To capture the above results, we placed all three units in a glass pan with three extinguished matches and covered them with plastic wrap. The Forensics Detectors device took just over 30 seconds to begin reporting CO levels, followed by an alarm at 60 seconds.
The Kidde KN-COU-B began reporting at 74 seconds. In addition to displaying low levels of CO, this “ultra-sensitive” device has a faster refresh rate than its C3010D predecessor, but slower than Forensics Detectors.
The Kidde C3010D began reporting at 105 seconds. We included this unit in these tests simply for informational purposes. As mentioned, UL 2034 devices are not intended for high-risk individuals. It took over 18 minutes to alarm at the dangerous level of 300 ppm, while lower levels take hours or even days.
The Kidde KN-COU-B finally alarmed at 9 minutes, a full 8 minutes after the Forensics Detectors 1-minute alarm. At lower concentrations, this alarm can take over 8 hours to sound and will not go off for levels below 40 ppm. In our opinion, this device is better suited for observation than alerting.
Forensics Detectors was established in 2017 out of concern for the lack of affordable and effective toxic gas alerting products. It was founded by PhD engineer, Dr. Koz, who became aware of this need after US law firms began engaging him as a world-renowned expert consultant. Inventor of the world’s first vehicle carbon monoxide sensor system, his award-winning analyzers have outperformed some of the world’s best sensors. His informative site contains links to his youtube channel and other innovative products, such as a compact model that was awarded “Best Travel CO Detector” by Health.com.
I’m grateful to Dr. Koz for spending a generous amount of time with me responding to my many questions on this topic and for providing a final edit of this article. After learning about the intent of our research, he suggested that we also inform you of the elevated risk of CO exposure following natural disasters due to the potential for damaged flues, caps, furnaces, shields, heat exchangers, etc. He graciously offered to publish this writing on his website.
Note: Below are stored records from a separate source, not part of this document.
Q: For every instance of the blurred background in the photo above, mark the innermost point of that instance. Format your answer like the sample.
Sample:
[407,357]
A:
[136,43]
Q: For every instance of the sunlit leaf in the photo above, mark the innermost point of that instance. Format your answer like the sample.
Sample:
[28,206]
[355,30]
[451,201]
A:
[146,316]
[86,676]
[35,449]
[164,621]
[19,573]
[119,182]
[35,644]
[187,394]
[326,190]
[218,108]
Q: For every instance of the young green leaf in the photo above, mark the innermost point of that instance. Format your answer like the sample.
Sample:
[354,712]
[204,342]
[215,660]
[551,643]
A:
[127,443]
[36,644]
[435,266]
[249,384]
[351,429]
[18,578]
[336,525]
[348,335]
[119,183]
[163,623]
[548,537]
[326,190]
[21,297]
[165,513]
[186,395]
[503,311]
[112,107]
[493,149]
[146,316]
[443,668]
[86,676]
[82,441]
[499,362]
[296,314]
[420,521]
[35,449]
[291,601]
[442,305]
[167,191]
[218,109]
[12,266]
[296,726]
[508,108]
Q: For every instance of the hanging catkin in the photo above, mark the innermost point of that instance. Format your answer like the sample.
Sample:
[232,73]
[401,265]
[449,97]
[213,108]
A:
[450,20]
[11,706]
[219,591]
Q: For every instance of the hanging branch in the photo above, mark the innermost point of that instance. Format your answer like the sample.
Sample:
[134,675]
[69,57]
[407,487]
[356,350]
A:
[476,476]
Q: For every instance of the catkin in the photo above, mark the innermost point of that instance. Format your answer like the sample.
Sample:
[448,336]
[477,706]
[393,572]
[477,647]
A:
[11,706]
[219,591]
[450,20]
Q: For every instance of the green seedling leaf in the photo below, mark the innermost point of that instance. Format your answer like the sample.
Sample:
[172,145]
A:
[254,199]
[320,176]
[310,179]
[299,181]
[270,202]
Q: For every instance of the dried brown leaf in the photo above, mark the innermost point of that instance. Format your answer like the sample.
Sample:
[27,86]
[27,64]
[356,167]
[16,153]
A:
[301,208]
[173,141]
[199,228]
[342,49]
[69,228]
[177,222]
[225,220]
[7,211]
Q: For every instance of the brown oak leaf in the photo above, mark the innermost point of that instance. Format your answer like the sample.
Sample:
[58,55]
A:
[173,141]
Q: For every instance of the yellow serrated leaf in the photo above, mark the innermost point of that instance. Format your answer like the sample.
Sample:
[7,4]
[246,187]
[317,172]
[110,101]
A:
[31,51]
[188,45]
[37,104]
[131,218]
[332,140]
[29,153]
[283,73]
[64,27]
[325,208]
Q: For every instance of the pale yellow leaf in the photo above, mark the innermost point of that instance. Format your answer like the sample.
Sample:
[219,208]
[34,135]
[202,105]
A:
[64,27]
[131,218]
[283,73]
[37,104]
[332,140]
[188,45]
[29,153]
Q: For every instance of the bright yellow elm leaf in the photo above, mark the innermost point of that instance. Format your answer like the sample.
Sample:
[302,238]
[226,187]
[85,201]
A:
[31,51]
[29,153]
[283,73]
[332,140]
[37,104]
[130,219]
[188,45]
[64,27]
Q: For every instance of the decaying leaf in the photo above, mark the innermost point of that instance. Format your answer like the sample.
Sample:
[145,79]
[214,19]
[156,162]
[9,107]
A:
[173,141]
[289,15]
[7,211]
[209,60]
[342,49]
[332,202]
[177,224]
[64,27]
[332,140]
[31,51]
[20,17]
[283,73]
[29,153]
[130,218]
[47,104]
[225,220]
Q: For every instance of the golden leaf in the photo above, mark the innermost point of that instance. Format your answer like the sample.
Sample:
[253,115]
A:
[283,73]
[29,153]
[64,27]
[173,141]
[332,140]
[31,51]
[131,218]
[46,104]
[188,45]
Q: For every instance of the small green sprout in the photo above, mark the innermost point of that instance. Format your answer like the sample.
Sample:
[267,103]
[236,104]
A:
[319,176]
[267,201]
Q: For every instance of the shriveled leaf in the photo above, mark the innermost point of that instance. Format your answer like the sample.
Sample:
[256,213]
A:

- Slightly lighter than air, this odorless killer is invisible to all human senses of perception. As such, the importance of effective carbon monoxide detection cannot be over-stated, just as an understanding of detector limitations cannot be over-emphasized.
- Be cognizant of the flu-like symptoms associated with CO exposure. It is also important to understand the rationale behind UL 2034, so you can make complimentary provisions to safeguard your family members now while simultaneously preparing for future emergencies. We’ve chosen to augment our whole-house alarm system with low-level CO alarms at 5’ on each level of the home and will ensure that our missionary children take one with them into the field.
- Any combustion appliance, such as a water heater or furnace, is a persistent threat but portable stoves pose an even higher risk. If use of a stove indoors is ever considered due to a prolonged power outage, a portable, low-level CO alarm is an indispensable asset that should be kept within 7 - 8 feet away.
- That said, NEVER allow reliance on a CO detector as justification for skipping rule #1. Ventilation, especially in the middle of winter, is the single-most important action you can take to manage the effects of incomplete combustion, therefore reducing the likelihood of carbon monoxide exposure.